Critics argue that in-band appliances, such as those offered by DataCore, FalconStor and StorageTek, may become choke points as the storage infrastructure grows and the volume of traffic traversing the virtualization servers increases. Those vendors respond with performance test data and clustering/failover strategies to show how storage traffic can pass readily through the virtualization layer. DataCore and FalconStor, for example, claim they have actually decreased response times and improved throughput in small file transfers through the use of caching technologies. Of course, the ability to scale these appliances to very large storage pools remains a question. As The Evaluator Group's Kerns points out, few virtualization solutions have been deployed in enterprise data-center environments, where hundreds of terabytes of storage may be involved. Since most in-band appliances are based on PCI bus commodity-server platforms, whether they can scale to meet extremely large I/O requirements without becoming choke points in the data path remains a valid question.
Out-of-band virtualization. An alternative to the symmetrical approach is the asymmetrical strategy, promulgated by Compaq and StoreAge. Compaq originally conceived of an out-of-band virtualization engine, which it branded as VersaStor, to fulfill the storage management and control functionality requirements described in its Enterprise Network Storage Architecture (ENSA) white paper. This white paper is considered a fundamental document describing contemporary SAN architecture. In effect, the VersaStor server sits on the SAN sidelines, evaluating application requirements and capacity utilization, then checking available storage resources connected to the SAN infrastructure. It virtualizes the SAN storage and writes virtual volume descriptions to a proprietary chip on the host bus adapter installed in the application server.

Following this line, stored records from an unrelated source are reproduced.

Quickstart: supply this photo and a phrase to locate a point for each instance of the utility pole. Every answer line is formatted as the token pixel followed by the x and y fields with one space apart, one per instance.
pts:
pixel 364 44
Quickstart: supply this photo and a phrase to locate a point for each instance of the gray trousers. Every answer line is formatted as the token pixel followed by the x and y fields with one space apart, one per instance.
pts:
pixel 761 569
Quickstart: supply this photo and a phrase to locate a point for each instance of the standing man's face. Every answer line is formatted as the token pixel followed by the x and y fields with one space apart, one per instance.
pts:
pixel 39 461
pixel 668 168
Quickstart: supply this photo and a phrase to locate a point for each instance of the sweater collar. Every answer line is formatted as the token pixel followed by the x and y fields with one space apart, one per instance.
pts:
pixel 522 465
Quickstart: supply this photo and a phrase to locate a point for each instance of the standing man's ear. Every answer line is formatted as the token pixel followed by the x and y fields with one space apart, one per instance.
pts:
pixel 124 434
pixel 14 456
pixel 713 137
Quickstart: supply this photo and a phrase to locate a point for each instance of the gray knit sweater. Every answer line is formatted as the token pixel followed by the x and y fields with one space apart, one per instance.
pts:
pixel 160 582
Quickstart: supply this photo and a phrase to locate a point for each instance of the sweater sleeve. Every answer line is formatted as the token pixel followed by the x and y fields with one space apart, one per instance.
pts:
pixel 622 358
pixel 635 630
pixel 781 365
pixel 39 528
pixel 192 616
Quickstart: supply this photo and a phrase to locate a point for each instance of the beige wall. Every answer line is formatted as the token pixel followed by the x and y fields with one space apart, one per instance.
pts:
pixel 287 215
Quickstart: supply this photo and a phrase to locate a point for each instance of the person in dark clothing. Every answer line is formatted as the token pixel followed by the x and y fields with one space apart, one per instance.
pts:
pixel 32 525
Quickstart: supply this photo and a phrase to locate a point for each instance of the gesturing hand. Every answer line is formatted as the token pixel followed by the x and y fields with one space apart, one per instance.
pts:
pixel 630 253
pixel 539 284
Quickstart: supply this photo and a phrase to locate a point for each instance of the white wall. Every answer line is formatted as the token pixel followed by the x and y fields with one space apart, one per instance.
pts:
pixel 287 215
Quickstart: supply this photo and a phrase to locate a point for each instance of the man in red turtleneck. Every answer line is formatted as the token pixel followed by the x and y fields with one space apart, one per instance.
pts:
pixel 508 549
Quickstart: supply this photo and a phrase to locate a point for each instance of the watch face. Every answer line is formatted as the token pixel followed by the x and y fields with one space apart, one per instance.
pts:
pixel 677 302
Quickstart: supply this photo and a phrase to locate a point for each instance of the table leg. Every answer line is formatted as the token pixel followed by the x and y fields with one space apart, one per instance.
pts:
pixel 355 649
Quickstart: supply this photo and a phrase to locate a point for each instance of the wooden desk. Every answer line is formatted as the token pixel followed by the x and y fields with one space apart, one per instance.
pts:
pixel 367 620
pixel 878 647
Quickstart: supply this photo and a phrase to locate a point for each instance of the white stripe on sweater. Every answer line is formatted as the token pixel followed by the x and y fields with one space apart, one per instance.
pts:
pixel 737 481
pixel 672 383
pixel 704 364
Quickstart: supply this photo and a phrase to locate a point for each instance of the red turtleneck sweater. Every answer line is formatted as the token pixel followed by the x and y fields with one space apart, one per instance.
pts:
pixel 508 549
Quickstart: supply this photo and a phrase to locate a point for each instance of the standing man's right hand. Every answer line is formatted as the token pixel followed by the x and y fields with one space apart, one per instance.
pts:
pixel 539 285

The industry has turned a cold shoulder to Compaq's suggestion of a proprietary VersaStor chip, despite the vendors' arguments that writing the virtual volume descriptions to application host disk drives would make such descriptions vulnerable to hackers. StoreAge proposes an alternative that circumvents the proprietary chip issue by writing volume descriptions to application host systems.
Today, such asymmetrical solutions must compete with symmetrical and host-based virtualization approaches for market share. No clear winner has emerged, though most vendors can point to a few reference accounts to back their basic claims.